In the related art, the focus of performing automation operation and maintenance on a cluster is after file allocation (for example, a service is on line), that is, after the file allocation is completed, the cluster is subjected to capacity expansion and capacity reduction in the operation process. No consideration is given to the initial allocation of files, e.g., how large a cluster needs to be when allocating files is not considered or not considered. Since the workload of evaluating the size of the cluster is large and the evaluation difficulty is also large, the size of the cluster is generally specified by the staff. Therefore, after the file is allocated, a situation that the cluster cannot meet the file operation requirement may occur, the cluster needs to be expanded, and a situation that the cluster access pressure is low may occur, and the cluster needs to be reduced.

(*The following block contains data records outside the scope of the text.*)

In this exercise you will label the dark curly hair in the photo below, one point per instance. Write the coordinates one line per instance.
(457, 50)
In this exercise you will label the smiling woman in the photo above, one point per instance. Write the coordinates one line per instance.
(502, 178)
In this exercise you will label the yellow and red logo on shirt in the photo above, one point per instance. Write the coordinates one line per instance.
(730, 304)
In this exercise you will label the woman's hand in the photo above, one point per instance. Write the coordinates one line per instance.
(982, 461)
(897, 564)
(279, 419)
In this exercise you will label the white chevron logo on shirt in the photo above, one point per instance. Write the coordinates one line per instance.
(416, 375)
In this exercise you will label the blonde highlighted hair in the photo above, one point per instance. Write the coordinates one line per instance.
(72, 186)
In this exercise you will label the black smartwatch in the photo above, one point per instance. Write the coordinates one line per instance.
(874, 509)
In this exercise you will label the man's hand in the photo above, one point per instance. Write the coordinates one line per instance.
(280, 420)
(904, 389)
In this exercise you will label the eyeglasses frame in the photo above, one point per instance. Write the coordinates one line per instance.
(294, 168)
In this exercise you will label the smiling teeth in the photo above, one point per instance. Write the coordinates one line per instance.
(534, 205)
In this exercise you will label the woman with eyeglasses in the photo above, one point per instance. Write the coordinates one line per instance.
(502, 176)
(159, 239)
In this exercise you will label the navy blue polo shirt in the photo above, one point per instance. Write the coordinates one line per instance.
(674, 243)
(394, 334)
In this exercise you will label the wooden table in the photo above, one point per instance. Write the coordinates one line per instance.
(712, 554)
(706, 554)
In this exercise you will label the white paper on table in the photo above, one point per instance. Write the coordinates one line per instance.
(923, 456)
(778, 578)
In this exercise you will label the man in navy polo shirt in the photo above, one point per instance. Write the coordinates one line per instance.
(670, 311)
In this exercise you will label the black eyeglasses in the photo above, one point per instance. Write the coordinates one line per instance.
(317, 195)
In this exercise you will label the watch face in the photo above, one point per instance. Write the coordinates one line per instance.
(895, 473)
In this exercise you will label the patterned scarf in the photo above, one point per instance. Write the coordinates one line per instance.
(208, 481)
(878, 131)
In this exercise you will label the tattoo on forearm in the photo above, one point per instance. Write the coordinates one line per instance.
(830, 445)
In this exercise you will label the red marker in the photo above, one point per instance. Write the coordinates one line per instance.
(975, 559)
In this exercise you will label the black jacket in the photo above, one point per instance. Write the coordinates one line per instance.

The embodiment of the specification provides a method for automatically operating and maintaining a cluster, which solves the problem of subsequent capacity expansion or capacity reduction of the cluster caused by incomplete consideration during initial file allocation by predicting the size of the cluster required during file allocation, and dynamically adjusts the cluster by acquiring the operating parameters of the cluster in the file operating process, so that the quality and the efficiency of operation and maintenance are improved, and the operation and maintenance cost is effectively reduced. The embodiment of the specification also provides a full-life-cycle automatic operation and maintenance method for the service, and the method is used for automatically maintaining the cluster supporting the service in the processes of initial deployment, online operation and offline of the service. The technical solutions disclosed in the present specification are explained in detail by the description of the drawings below.

Fig. 1 is an exemplary flow diagram of a method for automatically operating and maintaining a cluster according to some embodiments of the present disclosure. In some embodiments, flow 100 may be performed by a processing device. For example, the process 100 may be stored in a storage device (such as an onboard storage unit of a processing device or an external storage device) in the form of a program or instructions that, when executed, may implement the process 100. For another example, the process 100 may be implemented by the cluster operation and maintenance system 500 on a processing device. As shown in fig. 1, the process 100 may include the following steps:

step 102, respectively obtaining characteristic parameters of at least one target file. Step 102 may be performed by the first obtaining module 510.

In some embodiments, the cluster may refer to a collection of one or more servers (or containers) that may support one or more file operations, e.g., by a single server or by a combination of servers in the cluster. In this specification, a container is a general term in the field of computers, and a container and a server may be used interchangeably. In some embodiments, the target file may refer to a model file, a system program, an application program, a process or routine, etc. that needs to be distributed to the servers of the cluster and run. The configuration (or parameters) of the server required at runtime for different object files is different. For example, the size of the server memory and CPU required for a larger target file (e.g., 10G) is different from the size of the server memory and CPU required for a smaller target file (e.g., 100M). And the reasonable distribution of different target files to the matched servers is beneficial to the maximum utilization of resources. In some embodiments, the target file may be a model file. For example, various models for prediction or classification, operating individually or in concert to predict or classify objects to which input data corresponds, such as to predict user preferences. The characteristic parameter of the target file may be a parameter or data describing or characterizing the target file, such as a file size, a file type, a support frame, and the like. When the target file is a model file, the characteristic parameters may include a size of the model file, an algorithm type, a machine learning framework, and the like. For example, the model file size may be 10 megabits, 100 megabits, 1G, etc., the algorithm type may be Logistic Regression (LR, Logistic Regression), Support Vector Machine (SVM), Deep Neural Network (DNN), Convolutional Neural Network (CNN), etc., and the Machine learning framework may be tensoflow, scit-left, etc.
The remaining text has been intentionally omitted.